Which is Worse; Hurricane Watch or Hurricane Warning?
WEATHER TERMS FOR HURRICANE SEASON
Part of staying informed about weather conditions is understanding the different terms used by weather forecasters. Following are some of the most common terms:
- Advisory: Hurricane and storm information is disseminated (dispersed) to the public every six hours.
- Special Advisory: Information is broadcast when there is significant change in storm-related weather conditions.
- Gale Warning: Sustained winds of 35-54 mph and strong wave action are expected.
- Storm Warning: Sustained winds of 55-73 mph are expected.
- Hurricane Watch: There is a threat of hurricane conditions within 24-36 hours.
- Hurricane Warning: A hurricane is expected to strike within 24 hours or less, with sustained winds of 74 mph or more and dangerously high water.
- Tropical Disturbance: A moving area of thunderstorms is in the tropics.

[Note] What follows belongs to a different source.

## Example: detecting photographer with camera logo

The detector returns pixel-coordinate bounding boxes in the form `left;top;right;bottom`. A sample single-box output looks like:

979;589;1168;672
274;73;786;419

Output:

- Tropical Depression: An area of low pressure, rotary circulation of clouds and winds up to 38 mph is identified.
- Tropical Storm: A storm characterized by counterclockwise circulation of clouds and winds 39-73 is brewing.
Hurricane season began June 1, although our first ‘named storm’ occurred one week before that. A disturbance was observed South of Bermuda on May 20. It continued to grow and became Subtropical Storm Andrea. Fortunately, Andrea became a Subtropical Depression on May 21 and was no longer a threat.
As of the second week in June, the Atlantic is not showing any huge disturbances. Although when next system develops, it will be named Barry.